In response to requests from readers of the persecution news service I edit, Morning Star News, I’ll share how I handle dealing with so much horrific news that can leave one either despondent or desensitized.

The horror of some of the stories, along with the sense of helplessness they leave in their wake, can be wearying. I’ve heard many a reader sigh that they just don’t want to read it anymore; it’s too depressing. Imagine what it’s like, then, for a journalist to write about and edit it for 14 years.GDRimage

The incessant flow of bad news has led me to the only thing that can parry the effect of the continual buffeting of the soul – giving it over to God. Sometimes when my 19-month-old daughter falls asleep in my arms, I pray for parents in Nigeria whose children have been slain in their beds by Muslim extremists. When my 4-year-old son cries after falling down, sometimes I’m reminded later to send up a prayer for children in Somalia who cry out for mothers and fathers lost to murderous Islamists.

A slight chill wind might lead me to pray for Christians in North Korean labor camps who suffer icy temperatures day and night without adequate food, clothing and medicines.

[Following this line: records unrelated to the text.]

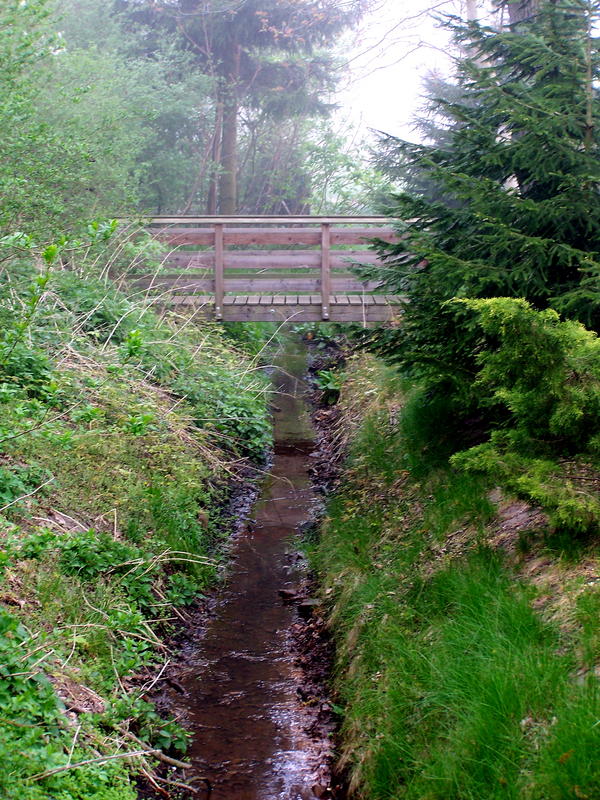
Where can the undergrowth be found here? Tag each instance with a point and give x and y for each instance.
(122, 429)
(456, 677)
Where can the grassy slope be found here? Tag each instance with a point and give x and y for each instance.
(120, 434)
(466, 663)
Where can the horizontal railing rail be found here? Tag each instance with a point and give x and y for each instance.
(268, 255)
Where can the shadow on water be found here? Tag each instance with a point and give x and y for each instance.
(241, 681)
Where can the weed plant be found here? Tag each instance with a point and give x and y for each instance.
(121, 429)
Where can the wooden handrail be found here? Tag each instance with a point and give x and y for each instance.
(218, 240)
(270, 220)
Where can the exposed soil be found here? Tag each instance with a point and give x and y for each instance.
(250, 681)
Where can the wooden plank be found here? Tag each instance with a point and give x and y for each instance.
(271, 285)
(184, 236)
(325, 269)
(265, 219)
(252, 282)
(219, 270)
(260, 236)
(271, 259)
(363, 235)
(176, 283)
(298, 313)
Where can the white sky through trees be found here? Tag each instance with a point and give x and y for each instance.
(399, 43)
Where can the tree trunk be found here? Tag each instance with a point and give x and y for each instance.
(211, 205)
(521, 10)
(228, 183)
(472, 15)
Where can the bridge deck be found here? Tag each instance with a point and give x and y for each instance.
(272, 268)
(298, 308)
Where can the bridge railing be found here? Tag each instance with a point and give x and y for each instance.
(265, 256)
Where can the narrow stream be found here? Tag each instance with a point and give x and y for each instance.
(241, 682)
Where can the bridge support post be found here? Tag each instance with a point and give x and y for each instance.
(219, 270)
(325, 269)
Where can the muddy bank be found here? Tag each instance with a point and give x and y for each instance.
(250, 685)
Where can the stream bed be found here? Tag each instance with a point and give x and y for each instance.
(242, 682)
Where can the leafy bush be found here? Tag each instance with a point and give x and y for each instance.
(545, 372)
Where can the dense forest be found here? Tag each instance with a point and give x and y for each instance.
(132, 108)
(452, 604)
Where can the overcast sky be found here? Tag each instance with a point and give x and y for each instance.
(398, 45)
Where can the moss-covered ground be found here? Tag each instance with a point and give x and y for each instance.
(466, 632)
(122, 431)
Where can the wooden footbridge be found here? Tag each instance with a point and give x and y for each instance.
(272, 268)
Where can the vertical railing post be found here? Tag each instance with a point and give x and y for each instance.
(219, 269)
(325, 269)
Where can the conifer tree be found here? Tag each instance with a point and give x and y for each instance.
(520, 210)
(260, 52)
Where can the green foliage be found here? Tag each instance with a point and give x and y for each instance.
(32, 723)
(516, 206)
(329, 382)
(119, 430)
(450, 685)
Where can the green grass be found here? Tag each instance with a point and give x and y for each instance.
(452, 686)
(120, 434)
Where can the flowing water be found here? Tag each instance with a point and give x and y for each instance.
(241, 682)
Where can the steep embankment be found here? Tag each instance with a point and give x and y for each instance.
(121, 435)
(466, 631)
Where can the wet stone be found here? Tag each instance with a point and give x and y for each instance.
(250, 723)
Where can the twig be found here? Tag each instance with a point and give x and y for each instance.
(39, 776)
(25, 496)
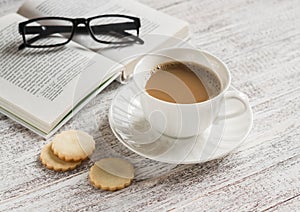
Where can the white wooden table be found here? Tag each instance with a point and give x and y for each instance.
(260, 42)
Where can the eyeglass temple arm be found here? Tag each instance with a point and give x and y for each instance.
(96, 29)
(32, 40)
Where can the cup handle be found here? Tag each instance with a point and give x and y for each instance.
(237, 96)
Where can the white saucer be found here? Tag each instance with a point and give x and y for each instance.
(127, 122)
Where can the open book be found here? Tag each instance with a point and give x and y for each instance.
(44, 88)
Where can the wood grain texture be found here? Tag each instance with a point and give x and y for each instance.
(259, 41)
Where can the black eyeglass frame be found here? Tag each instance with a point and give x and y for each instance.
(118, 27)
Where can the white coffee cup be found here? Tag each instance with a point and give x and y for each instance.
(185, 120)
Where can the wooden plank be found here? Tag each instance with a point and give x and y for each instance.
(173, 188)
(254, 193)
(259, 41)
(287, 205)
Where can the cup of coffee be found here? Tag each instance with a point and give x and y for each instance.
(182, 90)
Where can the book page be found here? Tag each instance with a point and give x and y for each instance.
(156, 29)
(42, 85)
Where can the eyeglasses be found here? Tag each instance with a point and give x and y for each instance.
(57, 31)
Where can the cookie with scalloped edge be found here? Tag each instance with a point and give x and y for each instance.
(73, 145)
(52, 162)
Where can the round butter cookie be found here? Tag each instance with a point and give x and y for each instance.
(107, 181)
(52, 162)
(73, 145)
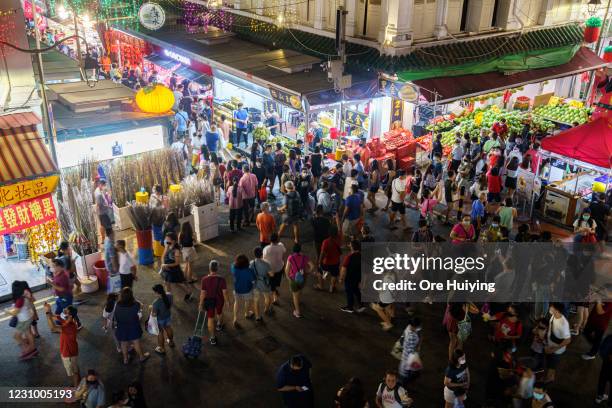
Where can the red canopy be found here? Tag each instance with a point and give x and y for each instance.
(590, 143)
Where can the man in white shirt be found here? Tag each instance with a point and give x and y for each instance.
(398, 193)
(557, 339)
(273, 254)
(390, 394)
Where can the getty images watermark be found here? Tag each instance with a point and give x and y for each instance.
(478, 272)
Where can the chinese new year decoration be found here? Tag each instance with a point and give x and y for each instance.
(608, 54)
(593, 27)
(26, 214)
(155, 99)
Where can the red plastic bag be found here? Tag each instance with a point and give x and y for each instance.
(263, 194)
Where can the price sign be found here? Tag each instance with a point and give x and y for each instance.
(26, 190)
(26, 214)
(397, 110)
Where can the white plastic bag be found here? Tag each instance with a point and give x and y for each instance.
(152, 326)
(414, 362)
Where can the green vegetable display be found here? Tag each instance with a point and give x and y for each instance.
(563, 113)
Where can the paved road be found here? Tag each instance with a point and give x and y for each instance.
(240, 371)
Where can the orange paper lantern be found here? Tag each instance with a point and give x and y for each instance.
(155, 99)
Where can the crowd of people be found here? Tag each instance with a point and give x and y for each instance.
(279, 191)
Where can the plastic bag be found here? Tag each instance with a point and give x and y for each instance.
(152, 326)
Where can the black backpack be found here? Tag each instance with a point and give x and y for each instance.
(294, 204)
(381, 388)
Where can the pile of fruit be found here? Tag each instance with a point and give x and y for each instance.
(563, 113)
(484, 118)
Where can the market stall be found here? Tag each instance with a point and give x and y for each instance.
(28, 221)
(580, 164)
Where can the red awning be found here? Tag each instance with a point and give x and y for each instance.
(589, 143)
(23, 154)
(452, 88)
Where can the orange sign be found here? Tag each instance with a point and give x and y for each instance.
(26, 214)
(26, 190)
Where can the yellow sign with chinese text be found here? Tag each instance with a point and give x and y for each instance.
(26, 190)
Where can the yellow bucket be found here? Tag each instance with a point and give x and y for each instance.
(158, 248)
(142, 197)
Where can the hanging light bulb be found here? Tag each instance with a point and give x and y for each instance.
(62, 12)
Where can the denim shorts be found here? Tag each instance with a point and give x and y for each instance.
(163, 323)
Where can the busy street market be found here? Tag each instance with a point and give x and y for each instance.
(287, 203)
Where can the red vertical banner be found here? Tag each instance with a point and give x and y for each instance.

The annual International Day of Prayer for the Persecuted Church (IDOP) in November reminds us that persecution news is meant to elicit prayer. But how to pray?

Without a Kingdom perspective, it’s difficult to imagine how to pray for people who have suffered beyond imagination. Theology is not just for beard-scratchers; one cannot read about, write about or pray for persecuted Christians for long without having one’s theological ducks in a row.

Putting the Kingdom of God front and center is crucial. When Christians suffer for their faith, Paul notes in 2 Cor. 4:17, it prepares them for an eternal weight of glory; thus such suffering displays the faith that adds weight to the Kingdom of God, both now and later. Jesus told Peter that upon such faith He would build His church (Matt. 6:18) in this world. In the same breath he said that faithful acts today, among other things – what we “bind on earth” – will be bound in the next world (Matt. 6:20); one example being faith to the point of suffering on earth redounding in glory in the heavenly Kingdom.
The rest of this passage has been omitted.